Michael James

Personal information
- Full name: Robert Michael James
- Born: 2 October 1934 (age 91) Wokingham, Berkshire, England
- Batting: Right-handed
- Bowling: Right-arm medium

Domestic team information
- 1954–1971: Berkshire
- 1956–1958: Cambridge University
- 1964/65: Wellington

Career statistics
| Competition | First-class |
| Matches | 51 |
| Runs scored | 2,208 |
| Batting average | 27.60 |
| 100s/50s | 4/5 |
| Top score | 168 |
| Balls bowled | 2,997 |
| Wickets | 38 |
| Bowling average | 35.68 |
| 5 wickets in innings | 0 |
| 10 wickets in match | 0 |
| Best bowling | 4/5 |
| Catches/stumpings | 16/– |
- Source: CricketArchive, 6 February 2017

= Michael James (cricketer, born 1934) =

English cricketer

Robert Michael James (born 2 October 1934) is an English former cricketer who played first-class cricket from 1956 to 1965.

==Cricket career==
Michael James was educated at St John's School, Leatherhead, and Trinity College, Cambridge. He was a regular member of the Cambridge University team from 1956 to 1958, scoring 1969 runs in 45 first-class matches at an average of 27.34. His highest score was 168 against Gloucestershire in 1957, when he "dominated the cricket, on-driving and pulling powerfully during a fine display lasting four hours and including six 6's and seventeen 4's". Cambridge won the match by an innings in two days.

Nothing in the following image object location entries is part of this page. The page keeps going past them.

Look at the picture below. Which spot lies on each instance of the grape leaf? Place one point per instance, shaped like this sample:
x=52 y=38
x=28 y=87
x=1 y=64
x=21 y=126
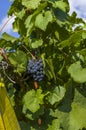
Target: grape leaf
x=55 y=125
x=7 y=37
x=19 y=63
x=31 y=4
x=57 y=95
x=77 y=72
x=42 y=20
x=37 y=43
x=33 y=99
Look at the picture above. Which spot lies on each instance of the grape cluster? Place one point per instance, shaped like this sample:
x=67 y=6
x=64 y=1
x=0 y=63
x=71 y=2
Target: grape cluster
x=35 y=68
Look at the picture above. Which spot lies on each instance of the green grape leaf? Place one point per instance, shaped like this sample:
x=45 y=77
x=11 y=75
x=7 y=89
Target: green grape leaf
x=57 y=95
x=31 y=4
x=7 y=37
x=37 y=43
x=77 y=72
x=33 y=99
x=21 y=14
x=55 y=125
x=42 y=20
x=62 y=5
x=18 y=60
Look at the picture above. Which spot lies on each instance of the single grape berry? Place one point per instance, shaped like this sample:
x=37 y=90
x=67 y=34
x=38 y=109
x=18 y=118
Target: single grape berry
x=35 y=68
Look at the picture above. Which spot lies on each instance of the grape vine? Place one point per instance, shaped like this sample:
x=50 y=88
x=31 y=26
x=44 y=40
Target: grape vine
x=50 y=83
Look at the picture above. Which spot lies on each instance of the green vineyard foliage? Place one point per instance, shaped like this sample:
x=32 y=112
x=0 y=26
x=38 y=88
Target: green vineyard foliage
x=46 y=31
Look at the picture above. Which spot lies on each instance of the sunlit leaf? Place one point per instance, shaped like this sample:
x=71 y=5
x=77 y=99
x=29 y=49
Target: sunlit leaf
x=33 y=99
x=77 y=72
x=42 y=20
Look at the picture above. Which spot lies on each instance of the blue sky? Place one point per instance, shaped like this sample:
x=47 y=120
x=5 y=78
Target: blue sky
x=78 y=6
x=4 y=6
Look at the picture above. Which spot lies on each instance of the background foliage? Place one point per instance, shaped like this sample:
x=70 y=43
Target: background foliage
x=46 y=31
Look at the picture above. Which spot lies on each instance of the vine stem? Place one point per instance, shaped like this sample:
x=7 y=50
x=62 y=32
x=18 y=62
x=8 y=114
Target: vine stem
x=4 y=25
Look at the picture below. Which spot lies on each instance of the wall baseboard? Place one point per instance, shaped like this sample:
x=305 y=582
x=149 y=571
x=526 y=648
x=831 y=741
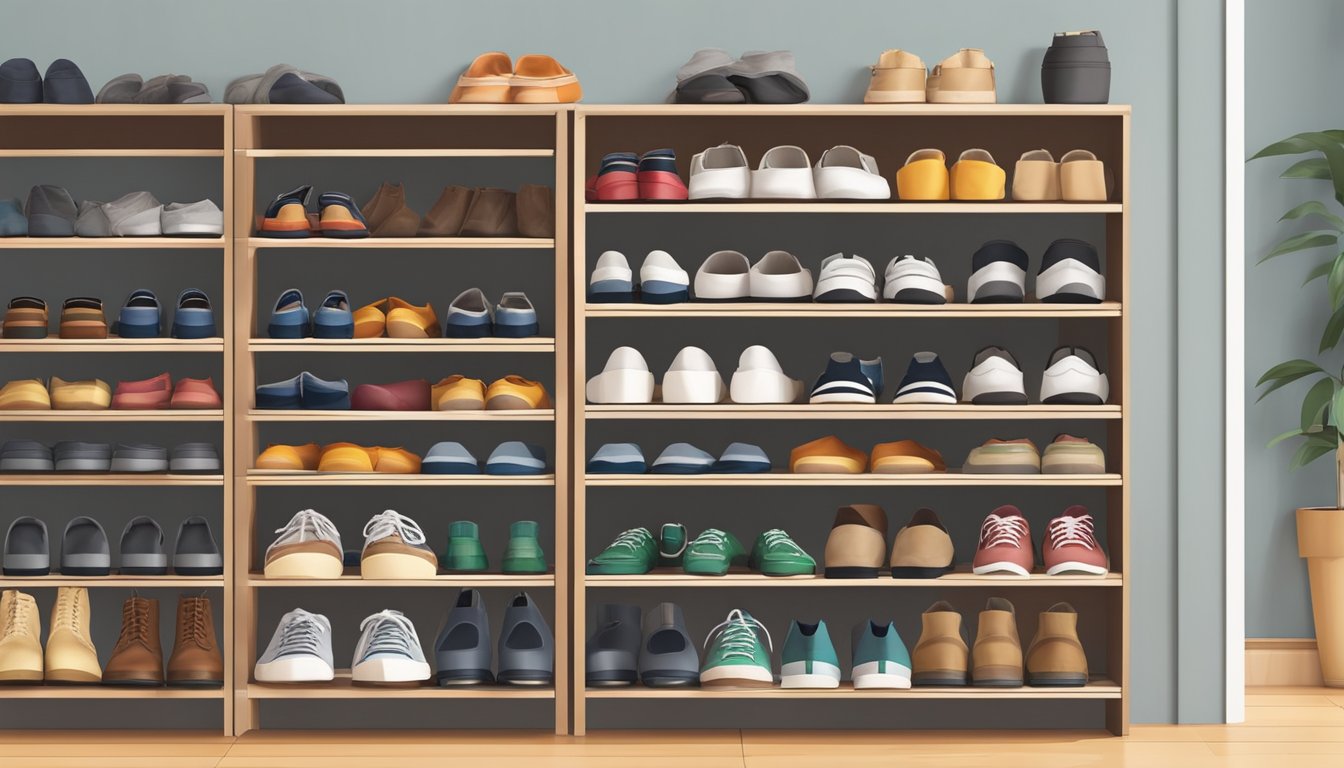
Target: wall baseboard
x=1282 y=662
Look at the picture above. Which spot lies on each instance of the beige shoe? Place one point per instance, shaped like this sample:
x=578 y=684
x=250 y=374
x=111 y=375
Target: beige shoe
x=858 y=542
x=965 y=77
x=70 y=654
x=997 y=651
x=1055 y=655
x=20 y=638
x=898 y=78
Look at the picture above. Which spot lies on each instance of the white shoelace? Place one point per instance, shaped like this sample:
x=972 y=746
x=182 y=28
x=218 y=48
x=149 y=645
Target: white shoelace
x=393 y=522
x=739 y=635
x=1071 y=531
x=1007 y=531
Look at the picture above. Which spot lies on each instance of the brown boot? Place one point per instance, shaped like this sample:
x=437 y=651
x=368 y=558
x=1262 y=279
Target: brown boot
x=997 y=651
x=1055 y=657
x=195 y=655
x=139 y=658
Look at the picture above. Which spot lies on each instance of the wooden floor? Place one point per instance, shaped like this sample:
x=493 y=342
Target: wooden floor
x=1301 y=728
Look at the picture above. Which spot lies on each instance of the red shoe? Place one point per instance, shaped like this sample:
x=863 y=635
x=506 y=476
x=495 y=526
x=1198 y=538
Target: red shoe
x=1071 y=546
x=1004 y=544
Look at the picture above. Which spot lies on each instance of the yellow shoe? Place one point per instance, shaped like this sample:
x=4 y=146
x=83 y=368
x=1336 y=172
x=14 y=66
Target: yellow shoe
x=516 y=393
x=26 y=394
x=924 y=176
x=290 y=457
x=88 y=394
x=70 y=654
x=976 y=176
x=406 y=320
x=458 y=393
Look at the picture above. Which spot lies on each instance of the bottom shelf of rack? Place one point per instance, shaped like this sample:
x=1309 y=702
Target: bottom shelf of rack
x=1098 y=687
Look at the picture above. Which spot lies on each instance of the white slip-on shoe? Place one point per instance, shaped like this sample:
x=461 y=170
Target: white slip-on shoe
x=719 y=172
x=843 y=172
x=784 y=174
x=760 y=378
x=723 y=277
x=778 y=276
x=624 y=379
x=909 y=280
x=692 y=378
x=995 y=378
x=846 y=279
x=1073 y=378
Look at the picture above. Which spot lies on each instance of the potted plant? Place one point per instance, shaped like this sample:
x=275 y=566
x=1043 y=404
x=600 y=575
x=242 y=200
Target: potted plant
x=1320 y=530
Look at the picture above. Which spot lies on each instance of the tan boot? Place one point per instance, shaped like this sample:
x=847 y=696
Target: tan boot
x=941 y=657
x=139 y=657
x=997 y=651
x=20 y=639
x=195 y=654
x=70 y=654
x=1055 y=657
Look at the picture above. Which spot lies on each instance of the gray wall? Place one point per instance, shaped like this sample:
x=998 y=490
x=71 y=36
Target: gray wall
x=410 y=51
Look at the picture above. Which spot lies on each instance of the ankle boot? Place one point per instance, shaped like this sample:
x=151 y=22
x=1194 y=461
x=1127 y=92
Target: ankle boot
x=20 y=638
x=139 y=657
x=997 y=651
x=195 y=654
x=70 y=654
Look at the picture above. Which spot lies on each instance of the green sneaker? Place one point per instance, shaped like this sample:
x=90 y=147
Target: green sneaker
x=671 y=545
x=464 y=548
x=712 y=553
x=523 y=553
x=777 y=554
x=737 y=658
x=632 y=553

In his second first-class match, James scored 116 in 188 minutes against the 1956 Australian team, after Cambridge University had trailed by 259 on the first innings. It was the first time a freshman had scored a century for either Cambridge or Oxford against an Australian team.

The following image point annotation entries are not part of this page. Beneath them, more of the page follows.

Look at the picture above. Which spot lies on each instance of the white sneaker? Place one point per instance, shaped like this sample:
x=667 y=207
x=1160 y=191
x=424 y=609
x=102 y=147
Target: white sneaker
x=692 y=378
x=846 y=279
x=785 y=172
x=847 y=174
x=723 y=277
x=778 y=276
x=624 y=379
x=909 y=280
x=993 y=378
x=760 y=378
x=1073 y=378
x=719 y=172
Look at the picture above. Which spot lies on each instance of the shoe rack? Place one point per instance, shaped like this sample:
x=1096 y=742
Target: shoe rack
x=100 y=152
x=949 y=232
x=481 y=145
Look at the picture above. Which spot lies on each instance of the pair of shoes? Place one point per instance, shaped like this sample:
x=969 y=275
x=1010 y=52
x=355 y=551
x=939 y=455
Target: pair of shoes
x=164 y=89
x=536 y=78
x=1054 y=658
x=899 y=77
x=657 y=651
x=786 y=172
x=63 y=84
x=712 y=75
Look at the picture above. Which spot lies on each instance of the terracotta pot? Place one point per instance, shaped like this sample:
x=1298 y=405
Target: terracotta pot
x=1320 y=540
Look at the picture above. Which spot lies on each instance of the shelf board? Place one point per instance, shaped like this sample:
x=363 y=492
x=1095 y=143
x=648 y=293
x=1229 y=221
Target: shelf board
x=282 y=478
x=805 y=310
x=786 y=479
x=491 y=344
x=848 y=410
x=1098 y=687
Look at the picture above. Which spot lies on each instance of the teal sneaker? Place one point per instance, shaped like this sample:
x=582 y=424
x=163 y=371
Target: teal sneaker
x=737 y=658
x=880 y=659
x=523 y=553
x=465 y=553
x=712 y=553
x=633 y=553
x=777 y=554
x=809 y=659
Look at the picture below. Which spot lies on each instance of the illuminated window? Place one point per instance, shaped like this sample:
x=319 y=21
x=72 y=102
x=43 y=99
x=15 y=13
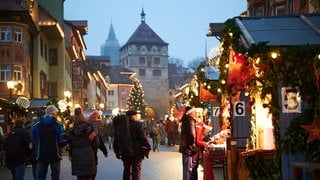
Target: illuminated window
x=142 y=72
x=156 y=73
x=142 y=60
x=17 y=72
x=5 y=73
x=17 y=34
x=5 y=33
x=156 y=61
x=280 y=10
x=110 y=92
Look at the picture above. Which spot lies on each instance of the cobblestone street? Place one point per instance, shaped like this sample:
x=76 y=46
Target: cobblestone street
x=163 y=165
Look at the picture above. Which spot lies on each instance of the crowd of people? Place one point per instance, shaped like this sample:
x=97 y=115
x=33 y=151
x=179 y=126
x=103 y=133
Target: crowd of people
x=41 y=143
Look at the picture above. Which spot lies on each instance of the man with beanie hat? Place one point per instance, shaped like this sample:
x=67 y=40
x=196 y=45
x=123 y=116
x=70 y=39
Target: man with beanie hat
x=49 y=138
x=188 y=147
x=131 y=144
x=17 y=146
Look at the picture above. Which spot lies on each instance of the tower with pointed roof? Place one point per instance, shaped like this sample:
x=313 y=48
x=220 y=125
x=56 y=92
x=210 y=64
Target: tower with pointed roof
x=111 y=47
x=146 y=54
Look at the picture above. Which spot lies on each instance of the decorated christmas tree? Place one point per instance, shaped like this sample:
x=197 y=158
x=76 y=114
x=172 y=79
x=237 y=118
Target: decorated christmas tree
x=136 y=98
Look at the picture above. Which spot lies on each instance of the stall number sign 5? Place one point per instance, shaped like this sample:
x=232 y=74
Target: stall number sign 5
x=239 y=108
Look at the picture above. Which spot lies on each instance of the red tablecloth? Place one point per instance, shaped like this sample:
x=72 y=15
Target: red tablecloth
x=208 y=167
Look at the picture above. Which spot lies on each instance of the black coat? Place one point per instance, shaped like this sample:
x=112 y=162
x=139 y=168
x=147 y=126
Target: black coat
x=188 y=136
x=138 y=148
x=17 y=146
x=83 y=150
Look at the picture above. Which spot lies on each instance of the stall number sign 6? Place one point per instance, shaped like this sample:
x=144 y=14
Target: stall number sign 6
x=239 y=108
x=215 y=111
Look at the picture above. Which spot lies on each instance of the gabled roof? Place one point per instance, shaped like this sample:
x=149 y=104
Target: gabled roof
x=112 y=34
x=117 y=75
x=289 y=30
x=145 y=35
x=11 y=5
x=81 y=25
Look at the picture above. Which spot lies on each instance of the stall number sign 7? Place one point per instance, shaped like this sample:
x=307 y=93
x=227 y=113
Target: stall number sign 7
x=215 y=111
x=239 y=108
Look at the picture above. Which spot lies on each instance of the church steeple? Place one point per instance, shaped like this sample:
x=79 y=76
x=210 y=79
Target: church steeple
x=143 y=16
x=112 y=34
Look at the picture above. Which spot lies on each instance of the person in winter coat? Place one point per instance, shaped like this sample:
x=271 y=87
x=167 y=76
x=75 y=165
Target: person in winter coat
x=18 y=148
x=49 y=138
x=131 y=144
x=188 y=146
x=95 y=121
x=169 y=127
x=83 y=143
x=155 y=134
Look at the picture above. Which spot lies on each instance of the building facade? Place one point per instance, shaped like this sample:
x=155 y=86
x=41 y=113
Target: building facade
x=111 y=47
x=146 y=54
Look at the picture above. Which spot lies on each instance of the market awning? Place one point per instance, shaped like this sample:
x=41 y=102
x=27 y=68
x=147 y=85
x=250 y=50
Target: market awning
x=38 y=103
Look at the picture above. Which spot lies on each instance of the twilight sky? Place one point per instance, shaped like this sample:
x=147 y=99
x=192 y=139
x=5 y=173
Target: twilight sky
x=181 y=23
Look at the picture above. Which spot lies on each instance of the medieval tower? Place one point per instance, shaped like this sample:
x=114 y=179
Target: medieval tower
x=111 y=47
x=146 y=54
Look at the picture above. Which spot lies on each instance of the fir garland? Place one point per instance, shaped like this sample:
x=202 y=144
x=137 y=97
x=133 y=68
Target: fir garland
x=294 y=68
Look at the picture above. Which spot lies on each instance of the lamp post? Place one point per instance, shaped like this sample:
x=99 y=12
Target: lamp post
x=67 y=94
x=10 y=85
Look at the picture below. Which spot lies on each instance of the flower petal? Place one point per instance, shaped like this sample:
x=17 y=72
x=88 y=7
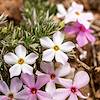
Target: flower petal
x=16 y=84
x=50 y=88
x=65 y=82
x=58 y=37
x=3 y=87
x=20 y=51
x=61 y=57
x=81 y=39
x=15 y=70
x=46 y=42
x=61 y=94
x=73 y=97
x=48 y=55
x=63 y=70
x=10 y=58
x=31 y=58
x=67 y=46
x=80 y=95
x=47 y=67
x=41 y=81
x=27 y=69
x=78 y=80
x=43 y=95
x=26 y=80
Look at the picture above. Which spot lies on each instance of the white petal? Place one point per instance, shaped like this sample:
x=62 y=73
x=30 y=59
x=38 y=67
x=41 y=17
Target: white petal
x=48 y=55
x=61 y=57
x=20 y=51
x=31 y=58
x=61 y=94
x=10 y=58
x=46 y=42
x=65 y=82
x=81 y=79
x=27 y=69
x=15 y=70
x=50 y=88
x=63 y=70
x=67 y=46
x=58 y=37
x=81 y=95
x=73 y=97
x=61 y=9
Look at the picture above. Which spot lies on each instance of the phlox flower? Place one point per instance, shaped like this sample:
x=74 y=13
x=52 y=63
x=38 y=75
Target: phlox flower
x=33 y=87
x=71 y=90
x=20 y=61
x=54 y=76
x=75 y=13
x=84 y=35
x=56 y=48
x=14 y=92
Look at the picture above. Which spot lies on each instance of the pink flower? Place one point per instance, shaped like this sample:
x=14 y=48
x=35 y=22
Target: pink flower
x=71 y=90
x=12 y=93
x=33 y=88
x=84 y=35
x=54 y=76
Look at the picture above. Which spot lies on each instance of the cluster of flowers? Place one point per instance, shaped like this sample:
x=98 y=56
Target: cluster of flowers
x=81 y=22
x=31 y=86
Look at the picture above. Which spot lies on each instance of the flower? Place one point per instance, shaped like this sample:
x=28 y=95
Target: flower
x=56 y=48
x=20 y=61
x=33 y=88
x=71 y=90
x=75 y=13
x=12 y=93
x=54 y=76
x=83 y=35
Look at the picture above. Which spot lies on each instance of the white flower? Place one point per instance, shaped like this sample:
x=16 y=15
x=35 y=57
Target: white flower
x=20 y=61
x=75 y=13
x=56 y=48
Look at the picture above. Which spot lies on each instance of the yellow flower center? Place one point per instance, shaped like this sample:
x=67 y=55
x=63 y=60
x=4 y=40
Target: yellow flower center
x=56 y=48
x=20 y=61
x=77 y=13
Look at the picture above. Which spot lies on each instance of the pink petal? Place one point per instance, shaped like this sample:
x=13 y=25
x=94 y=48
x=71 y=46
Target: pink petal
x=3 y=87
x=81 y=79
x=31 y=58
x=90 y=37
x=47 y=67
x=41 y=81
x=81 y=39
x=61 y=94
x=73 y=97
x=81 y=95
x=43 y=95
x=65 y=82
x=28 y=80
x=16 y=84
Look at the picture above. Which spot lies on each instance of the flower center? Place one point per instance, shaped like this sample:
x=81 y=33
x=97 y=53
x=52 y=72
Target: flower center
x=10 y=96
x=77 y=13
x=33 y=90
x=53 y=76
x=73 y=89
x=20 y=61
x=56 y=48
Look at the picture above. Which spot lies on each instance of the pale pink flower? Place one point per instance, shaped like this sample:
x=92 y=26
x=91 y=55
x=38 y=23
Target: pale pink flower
x=54 y=76
x=20 y=61
x=56 y=48
x=14 y=92
x=71 y=90
x=33 y=87
x=84 y=35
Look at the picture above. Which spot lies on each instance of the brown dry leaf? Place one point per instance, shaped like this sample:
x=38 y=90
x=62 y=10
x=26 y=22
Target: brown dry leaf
x=11 y=8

James played regularly for Berkshire in the Minor Counties Championship from 1954 to 1962, and a few matches from 1969 to 1971.

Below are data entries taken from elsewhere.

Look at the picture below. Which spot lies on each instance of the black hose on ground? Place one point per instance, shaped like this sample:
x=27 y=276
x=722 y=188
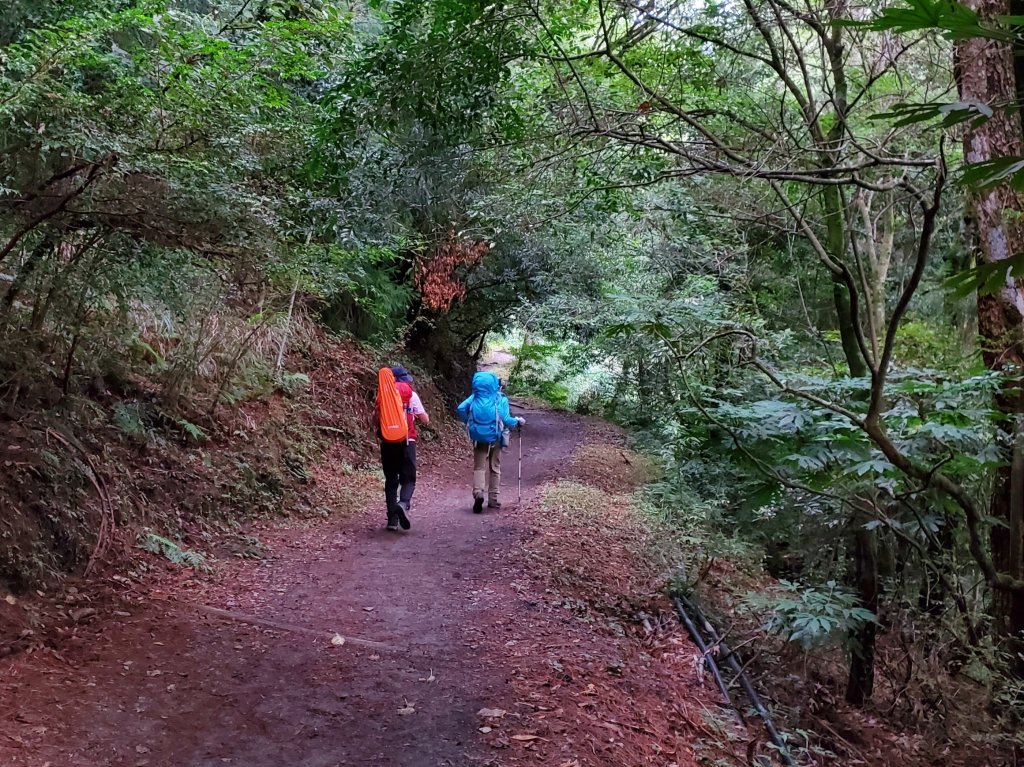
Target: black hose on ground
x=686 y=608
x=709 y=659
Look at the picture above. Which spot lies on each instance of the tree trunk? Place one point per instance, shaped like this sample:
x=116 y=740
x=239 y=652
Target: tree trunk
x=997 y=217
x=860 y=683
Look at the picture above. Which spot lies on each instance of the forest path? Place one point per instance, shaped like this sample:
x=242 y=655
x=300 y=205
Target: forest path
x=160 y=683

In 1963 James was appointed to the position of Third Secretary in the British High Commission in Wellington, New Zealand. He played three matches for Wellington in the Plunket Shield in 1964–65. He and his wife returned to England in 1965, with their two sons, and a daughter who had been born during their stay in New Zealand.

James' son Tim played for Berkshire in the 1980s.